Trieste présente à ses visiteurs toutes ses mémoires
Après la défaite autrichienne lors de la Première Guerre mondiale, les patriotes « irrédentistes » annexent Trieste par la force à l’Italie. Pour effacer l’identité cosmopolite du port et gommer son passé autrichien, le régime fasciste utilise l'architecture comme outil de propagande. Objectif : « italianiser » l’espace public de Trieste et les esprits. La préfecture de police, les infrastructures portuaires et politiques sont bâties sur le modèle fasciste : ce sont de très grands bâtiments en béton et en marbre blanc à l’architecture grandiloquente avec des arcades et des colonnes puissantes à l’image de l’Université. Ces édifices des années 1920-1930 côtoient ceux des XVIIIe et XIXe siècles dans un éclectisme architectural qui fait aujourd’hui la particularité de Trieste. La Risiera di San Sabba témoigne elle aussi de cette mémoire douloureuse du fascisme. Construit en 1898 pour l'empilage du riz, l'édifice a été utilisé par les nazis pour l’élimination des juifs et des opposants politiques italiens, slovènes et croates. En 1966, l’architecte Romano Boico fut choisi par la municipalité pour transformer la Risiera en lieu de mémoire. Il ajouta des structures en béton au site original. Le musée possède 17 cellules de détention et une bibliothèque.

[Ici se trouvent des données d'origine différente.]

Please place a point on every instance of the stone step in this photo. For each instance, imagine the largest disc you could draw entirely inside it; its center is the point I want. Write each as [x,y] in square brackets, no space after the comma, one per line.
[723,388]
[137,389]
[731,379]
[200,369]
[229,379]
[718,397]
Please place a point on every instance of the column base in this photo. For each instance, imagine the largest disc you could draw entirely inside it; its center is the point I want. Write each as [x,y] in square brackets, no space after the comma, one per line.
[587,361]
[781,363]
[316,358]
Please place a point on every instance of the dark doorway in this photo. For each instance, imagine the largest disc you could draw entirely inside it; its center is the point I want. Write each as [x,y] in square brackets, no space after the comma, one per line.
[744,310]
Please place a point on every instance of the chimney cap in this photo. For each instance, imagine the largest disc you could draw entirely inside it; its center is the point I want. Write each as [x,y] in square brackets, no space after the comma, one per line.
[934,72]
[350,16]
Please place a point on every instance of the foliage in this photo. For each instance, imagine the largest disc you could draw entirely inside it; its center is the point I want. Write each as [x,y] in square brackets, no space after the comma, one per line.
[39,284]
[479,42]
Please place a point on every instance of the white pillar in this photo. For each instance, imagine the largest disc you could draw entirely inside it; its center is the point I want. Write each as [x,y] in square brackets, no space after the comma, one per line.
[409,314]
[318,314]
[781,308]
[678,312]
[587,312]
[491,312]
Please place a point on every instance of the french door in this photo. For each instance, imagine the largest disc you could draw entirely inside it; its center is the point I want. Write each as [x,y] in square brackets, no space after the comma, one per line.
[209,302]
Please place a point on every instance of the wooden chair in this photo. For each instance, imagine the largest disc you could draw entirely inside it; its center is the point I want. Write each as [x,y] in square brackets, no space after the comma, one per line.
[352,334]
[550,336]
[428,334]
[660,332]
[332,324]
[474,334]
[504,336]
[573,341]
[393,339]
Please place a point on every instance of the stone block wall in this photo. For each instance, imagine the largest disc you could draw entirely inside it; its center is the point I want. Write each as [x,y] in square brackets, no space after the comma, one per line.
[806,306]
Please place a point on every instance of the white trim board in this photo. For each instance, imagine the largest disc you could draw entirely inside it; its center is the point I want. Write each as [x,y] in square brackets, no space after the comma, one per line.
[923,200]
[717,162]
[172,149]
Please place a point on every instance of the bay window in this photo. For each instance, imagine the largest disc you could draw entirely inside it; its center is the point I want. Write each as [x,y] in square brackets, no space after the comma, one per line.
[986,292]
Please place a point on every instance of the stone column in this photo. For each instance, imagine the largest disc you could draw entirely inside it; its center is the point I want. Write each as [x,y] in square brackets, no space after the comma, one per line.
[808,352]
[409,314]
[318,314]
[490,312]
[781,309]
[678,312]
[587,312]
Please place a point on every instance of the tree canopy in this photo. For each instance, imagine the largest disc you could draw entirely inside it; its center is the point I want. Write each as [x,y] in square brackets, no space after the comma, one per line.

Les alentours de Trieste méritent un coup d’œil
A 8 kilomètres de la ville, surplombant l’Adriatique, magnifiquement entouré d’un grand parc à la végétation flatteuse, le château blanc de Miramare semble sorti d'un conte de fées. Construit par l'architecte Carl Junker entre 1856 et 1860 dans un style éclectique, il combine des éléments de style baroque, roman et Renaissance. Avec ses 20 chambres conçues dans le style de l’historicisme romantique, le castello di Miramare fut la maison de vacances de l'archiduc Maximilien de Habsbourg-Lorraine et de son épouse, la princesse Charlotte de Belgique. Entre 1869 et 1896, sa nièce l’impératrice Élisabeth, plus connue sous le nom de Sissi, y séjourna 14 fois.
A une dizaine de kilomètres de Trieste se dresse le castello di Duino. Superbement restauré et surplombant le golfe de Trieste, il a été construit au XIVe siècle sur les ruines d'un avant-poste romain. En 1911 et 1912, le poète autrichien Rainer Maria Rilke y séjourna et y débuta l'écriture des Élégies de Duino.
A 47 km de Trieste, Palmanova est un chef-d’œuvre d’architecture militaire. Cette ville fortifiée en forme d'étoile à 9 branches, conçue par Vincenzo Scamozzi, fut bâtie en 1593 par la République de Venise qui utilisa les dernières innovations militaires afin de se protéger de ses rivaux, les Habsbourg d’Autriche et les Turcs. Dotée de trois cercles défensifs, sa vaste place d'armes est spectaculaire. Très bien conservée, Palmanova est classée à l'Unesco depuis 2017.